Of course, none of these things about interest rates or rising salaries were actually going to happen. But for a lot of people, they were facing the final obstacle to getting their dream home and were therefore willing to believe the lenders — and in any case, they were already committed to buying and couldn’t see how they could back out.
“The problem,” the former escrow manager told me, “was always that it was a Tuesday or a Wednesday, and they had to be out of their apartment on Saturday or Sunday. So they were basically pressured into making a decision at the last minute that they weren’t prepared for.”
Once the variable interest rates started climbing, homebuyers could no longer pay their mortgages and defaults ensued.
Capitalist crises don’t merely create wreckage in their immediate path. They also indirectly affect all sorts of people who never saw them coming.
So while the worst hit are people who are losing everything because they are stuck with a skyrocketing monthly mortgage payment, renters are also facing new difficulties. Increased demand is driving up the cost of renting, making it increasingly difficult, even for those with access to vouchers for low-income families, to find an affordable apartment.
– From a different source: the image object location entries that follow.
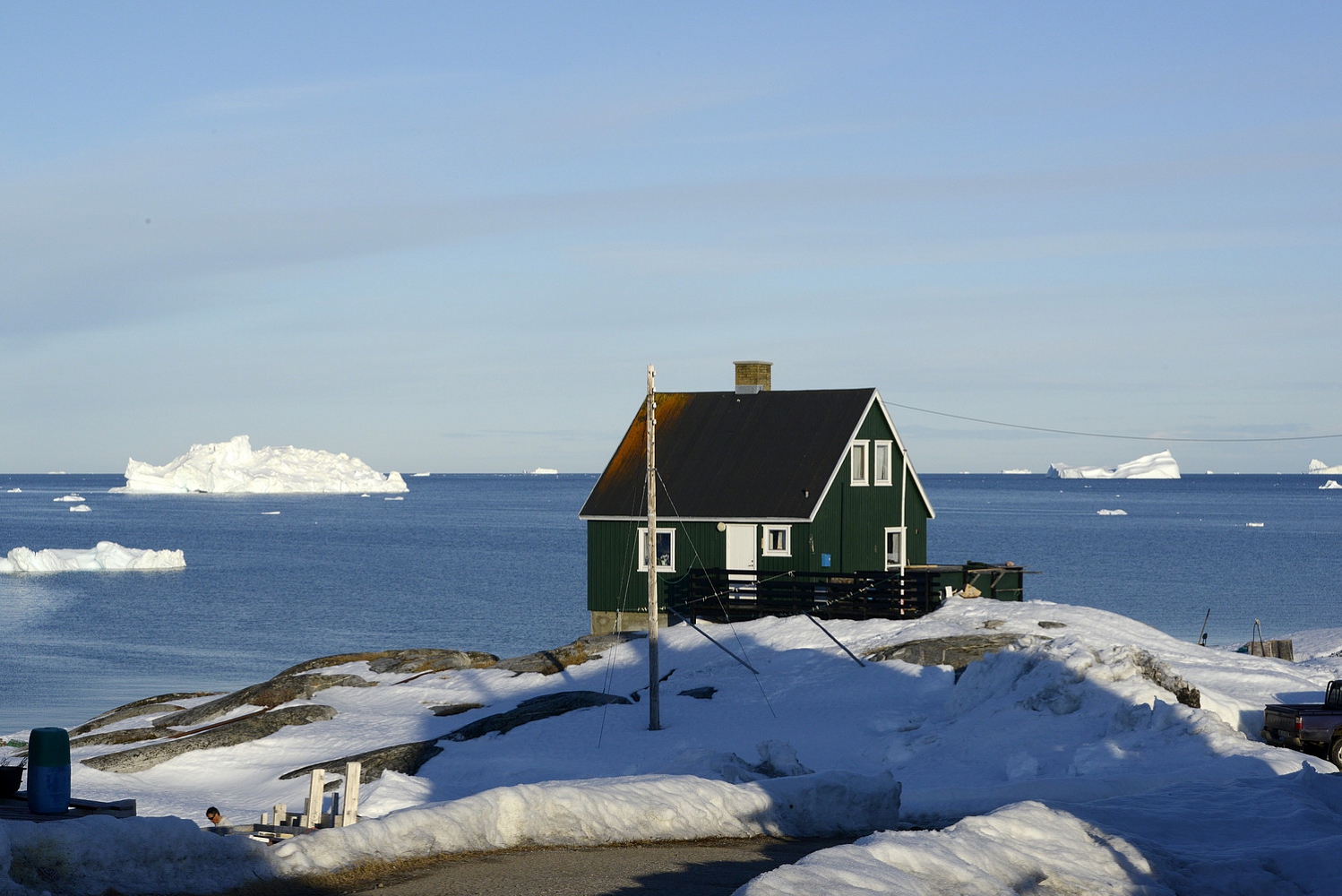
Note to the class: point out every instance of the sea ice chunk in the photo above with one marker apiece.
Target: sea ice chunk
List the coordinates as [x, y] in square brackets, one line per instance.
[1158, 466]
[231, 467]
[105, 556]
There have also been stories about renters being evicted from foreclosed properties. With no power to stop the eviction, they face demands that they move within days, and may struggle to get a refund for paid rent and security deposits.
Beyond this, the growing number of mortgage defaults in places like Stockton are causing an even deeper financial crisis, which is having an effect on the world economy. The mortgage crisis will, thus, cause the coming recession to be that much worse — and the layoffs and wage cuts that are a product of the economic downturn will lead to further declines in home prices and put a strain on even more households struggling to pay off mortgages.
It is a vicious circle–and the culprit is the capitalist free-market system.